Psikolog Milgram tarafında yapılan deneye benzer konuda yürütülen bu çalışma, 1967 yılında gerçekleştirilen, üçüncü dalga deneyi idi. Deney, demokratik toplumlarda bile faşizmin çekiciliğinin toplumun içine sızıp sızamayacağını araştırmak üzere tasarlandı. Bunun için, deneyi yapanlar bir lise içinde bazı öğrencileri kullanarak onların prestijli bir gruba ait olduklarını düşündüren bir sistem oluşturdu. Öğrenciler giderek artan bir öğrenme motivasyonu gösterdiler, ama çok daha ötesinde ve endişe verici bir şekilde, aynı sınıftan olmayan kişilere karşı dışlama ve hor görme gibi son derece kötü niyetli bir takım davranışları gösterme konusunda giderek daha istekli hale geldiler. Çok daha korkutucu olanı ise, bu davranışları son derece istekli bir şekilde, sınıf dışında da devam ettirmeleri oldu. Sadece 4 gün sonra, deneyin kontrol edilemeyeceği düşünülerek, deney sona erdirildi.

3 - Eşcinsellik Terapisi
1960’lı yıllarda eşcinsellik zihinsel bir hastalık olarak görülüyordu. Aynı cinsten birbirlerine cinsel olarak çekici gelen kişilerin kendi kendilerini iyileştirmelerinin yolunu bulmak için gönüllüler aranıyordu. Deneye katılanlara, eşcinsel görüntüler ile eşleştirilmiş elektrik şoku verilerek ve enjeksiyon yoluyla mide bulantısına yol açan, tiksinme terapileri gibi deneysel terapiler yapılıyordu. Buradaki ana fikir, hasta olduğu düşünülen kişinin eşcinsellikle acıyı bir tutacağı düşüncesiydi.
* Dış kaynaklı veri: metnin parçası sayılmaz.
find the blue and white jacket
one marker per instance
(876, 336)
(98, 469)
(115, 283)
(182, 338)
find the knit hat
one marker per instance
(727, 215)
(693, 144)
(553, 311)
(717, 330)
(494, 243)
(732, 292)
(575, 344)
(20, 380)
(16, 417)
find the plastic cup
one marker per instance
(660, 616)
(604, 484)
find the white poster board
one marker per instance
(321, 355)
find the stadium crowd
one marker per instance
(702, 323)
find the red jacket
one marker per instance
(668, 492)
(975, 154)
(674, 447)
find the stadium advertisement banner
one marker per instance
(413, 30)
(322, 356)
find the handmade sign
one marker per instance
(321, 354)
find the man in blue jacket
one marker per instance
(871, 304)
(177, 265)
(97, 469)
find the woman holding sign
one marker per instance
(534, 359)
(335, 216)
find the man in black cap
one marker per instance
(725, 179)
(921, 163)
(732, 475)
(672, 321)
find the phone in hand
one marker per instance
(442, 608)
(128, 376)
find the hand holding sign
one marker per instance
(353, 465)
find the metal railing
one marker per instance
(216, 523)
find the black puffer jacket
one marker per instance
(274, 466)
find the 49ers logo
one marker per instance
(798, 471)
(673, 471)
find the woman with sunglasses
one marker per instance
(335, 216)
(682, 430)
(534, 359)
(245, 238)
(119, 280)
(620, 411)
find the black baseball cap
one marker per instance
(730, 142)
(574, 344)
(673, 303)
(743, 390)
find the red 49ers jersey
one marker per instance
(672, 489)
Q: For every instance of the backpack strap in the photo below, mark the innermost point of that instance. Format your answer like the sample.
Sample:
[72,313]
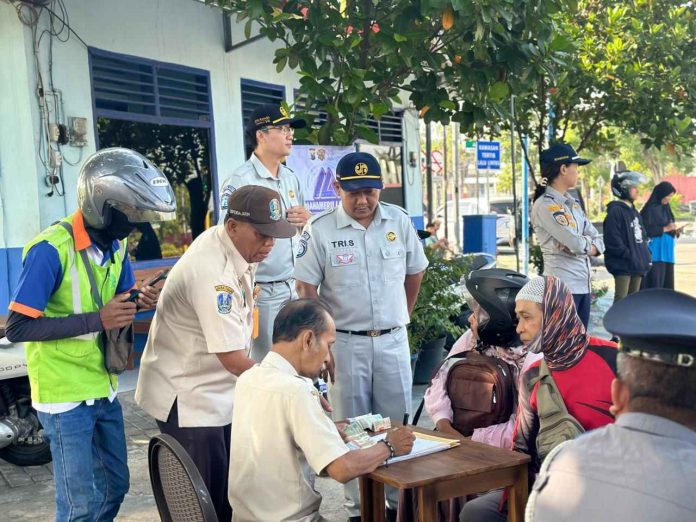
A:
[550,403]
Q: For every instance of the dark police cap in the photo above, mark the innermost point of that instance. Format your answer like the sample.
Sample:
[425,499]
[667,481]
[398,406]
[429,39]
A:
[358,171]
[563,154]
[657,324]
[272,115]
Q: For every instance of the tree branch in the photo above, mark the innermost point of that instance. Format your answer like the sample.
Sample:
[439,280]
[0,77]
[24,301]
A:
[590,132]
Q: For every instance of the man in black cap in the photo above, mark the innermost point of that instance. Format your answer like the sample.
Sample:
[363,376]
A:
[566,237]
[643,467]
[365,259]
[270,133]
[201,331]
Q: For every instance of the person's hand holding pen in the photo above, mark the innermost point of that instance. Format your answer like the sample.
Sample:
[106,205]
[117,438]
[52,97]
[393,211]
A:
[401,439]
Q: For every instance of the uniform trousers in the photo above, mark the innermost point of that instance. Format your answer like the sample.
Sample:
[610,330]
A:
[209,448]
[625,285]
[373,374]
[486,508]
[661,275]
[272,298]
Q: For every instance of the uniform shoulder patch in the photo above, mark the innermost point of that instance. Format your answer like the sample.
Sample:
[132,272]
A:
[302,247]
[397,207]
[325,213]
[561,218]
[225,196]
[224,298]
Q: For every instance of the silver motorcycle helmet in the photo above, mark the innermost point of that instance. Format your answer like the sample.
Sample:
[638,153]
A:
[127,181]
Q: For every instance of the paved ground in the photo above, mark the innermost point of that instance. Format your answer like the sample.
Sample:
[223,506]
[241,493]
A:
[27,493]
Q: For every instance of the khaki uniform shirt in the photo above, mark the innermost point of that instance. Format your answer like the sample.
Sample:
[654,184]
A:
[640,469]
[281,438]
[280,263]
[361,271]
[205,308]
[566,237]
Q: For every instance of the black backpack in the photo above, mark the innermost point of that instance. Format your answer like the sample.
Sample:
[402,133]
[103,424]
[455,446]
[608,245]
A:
[481,390]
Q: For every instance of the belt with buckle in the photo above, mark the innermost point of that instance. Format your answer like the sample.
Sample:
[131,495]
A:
[369,333]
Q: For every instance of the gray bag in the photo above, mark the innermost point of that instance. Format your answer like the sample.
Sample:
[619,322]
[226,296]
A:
[116,343]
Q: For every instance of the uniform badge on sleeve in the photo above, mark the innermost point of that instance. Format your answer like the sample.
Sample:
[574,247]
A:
[225,196]
[302,248]
[224,298]
[274,207]
[561,218]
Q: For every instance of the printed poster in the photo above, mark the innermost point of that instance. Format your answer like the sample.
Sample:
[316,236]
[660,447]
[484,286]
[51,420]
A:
[315,166]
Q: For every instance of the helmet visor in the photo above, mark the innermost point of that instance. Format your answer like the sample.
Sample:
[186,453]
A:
[139,215]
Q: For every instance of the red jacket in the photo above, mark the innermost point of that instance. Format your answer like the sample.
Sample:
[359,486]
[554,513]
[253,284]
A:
[585,388]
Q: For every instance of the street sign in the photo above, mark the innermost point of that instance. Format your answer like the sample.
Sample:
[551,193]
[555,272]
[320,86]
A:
[488,155]
[438,161]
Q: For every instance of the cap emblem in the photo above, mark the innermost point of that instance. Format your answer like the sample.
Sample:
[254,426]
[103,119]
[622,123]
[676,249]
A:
[361,169]
[274,207]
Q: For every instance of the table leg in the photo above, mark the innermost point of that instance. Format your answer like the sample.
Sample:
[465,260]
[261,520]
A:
[427,504]
[371,500]
[517,495]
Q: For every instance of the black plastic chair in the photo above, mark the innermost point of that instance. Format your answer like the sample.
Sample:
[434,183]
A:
[180,493]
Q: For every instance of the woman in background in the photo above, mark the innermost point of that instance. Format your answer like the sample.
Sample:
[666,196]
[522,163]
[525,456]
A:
[661,229]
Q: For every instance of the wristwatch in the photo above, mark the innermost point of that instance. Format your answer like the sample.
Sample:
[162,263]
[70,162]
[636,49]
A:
[392,453]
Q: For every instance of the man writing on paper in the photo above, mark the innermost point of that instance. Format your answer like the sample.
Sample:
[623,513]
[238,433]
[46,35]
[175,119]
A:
[281,437]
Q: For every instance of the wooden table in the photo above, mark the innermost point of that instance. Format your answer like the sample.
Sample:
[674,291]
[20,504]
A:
[469,468]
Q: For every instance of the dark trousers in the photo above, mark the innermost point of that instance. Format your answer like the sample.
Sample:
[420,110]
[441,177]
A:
[582,307]
[209,448]
[661,275]
[625,285]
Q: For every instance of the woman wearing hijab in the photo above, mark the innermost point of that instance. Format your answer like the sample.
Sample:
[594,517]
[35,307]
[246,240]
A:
[437,402]
[659,224]
[581,366]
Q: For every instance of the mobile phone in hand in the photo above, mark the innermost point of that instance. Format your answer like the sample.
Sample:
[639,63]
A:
[135,293]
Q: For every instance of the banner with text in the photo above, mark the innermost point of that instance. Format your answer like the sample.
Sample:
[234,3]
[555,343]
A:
[315,166]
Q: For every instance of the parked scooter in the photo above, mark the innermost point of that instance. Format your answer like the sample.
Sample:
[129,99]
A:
[21,434]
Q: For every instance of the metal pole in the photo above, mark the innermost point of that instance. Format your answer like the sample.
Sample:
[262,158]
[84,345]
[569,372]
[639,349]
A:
[478,189]
[429,170]
[525,209]
[444,178]
[457,221]
[515,220]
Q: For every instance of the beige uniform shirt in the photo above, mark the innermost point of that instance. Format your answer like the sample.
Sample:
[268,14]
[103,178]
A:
[281,438]
[205,308]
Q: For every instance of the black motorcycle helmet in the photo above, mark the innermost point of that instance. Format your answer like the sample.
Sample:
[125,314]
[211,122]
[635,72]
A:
[622,182]
[494,290]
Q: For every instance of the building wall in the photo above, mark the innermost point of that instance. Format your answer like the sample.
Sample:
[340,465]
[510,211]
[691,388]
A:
[183,32]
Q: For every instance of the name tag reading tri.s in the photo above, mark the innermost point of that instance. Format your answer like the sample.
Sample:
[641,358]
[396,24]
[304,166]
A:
[344,258]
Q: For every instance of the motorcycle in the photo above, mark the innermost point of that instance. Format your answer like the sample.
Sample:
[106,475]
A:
[21,434]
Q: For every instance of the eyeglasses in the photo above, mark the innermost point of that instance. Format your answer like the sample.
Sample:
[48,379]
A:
[285,129]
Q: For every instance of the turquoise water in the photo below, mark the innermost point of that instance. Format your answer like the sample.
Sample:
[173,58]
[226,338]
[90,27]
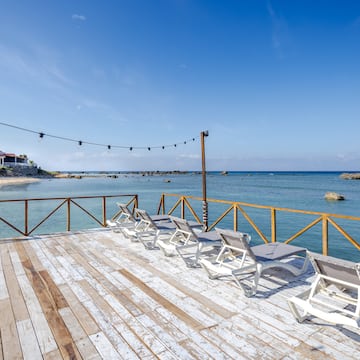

Yapılan bu deneyler, eşcinselliği “tedavi etmek”ten çok, psikolojik olarak ağır hasarlar yarattı. Bir keresinde “tedavi” sırasında komaya giren denek ölmekten son anda kurtarıldı.
4 - David Reimer

1966 yılnda , 8 aylık olan David Reimer'ın sünnet operasyonu son derece başarısız olmuş ve penisini kaybetmesine sebep olmuştu. Psikolog, John Money, David’in cinsiyet değiştirmesini önerdi. Ebeveynleri de bu konuda hemfikir oldu, ancak Money ve ailesi, gizli bir şekilde yürütülen, 'cinsiyet kimliğinin doğuştan değil, çevre ile şekillendiği' iddasını kanıtlamak için hazırlanmış bir deneyin parçası olduklarını bilmiyorlardı. David, adını Brenda olarak değiştirdi, cerrahi bir operasyonla bir vajinası oldu ve hormon desteği aldı. Fakat “Brenda”, çocukluğu süresince standart bir erkek çocuk gibi davrandı. Reimer ailesi, Brenda 14 yaşına geldiğinde yaşadıkları sıkıntıya dayanamayıp, Brenda'ya gerçeği söylediler ve tekrar David’e dönmesi konusunda karar aldılar. Fakat deney trajik bir şekilde sonuçlandı ve David 38 yaşında intihar etti.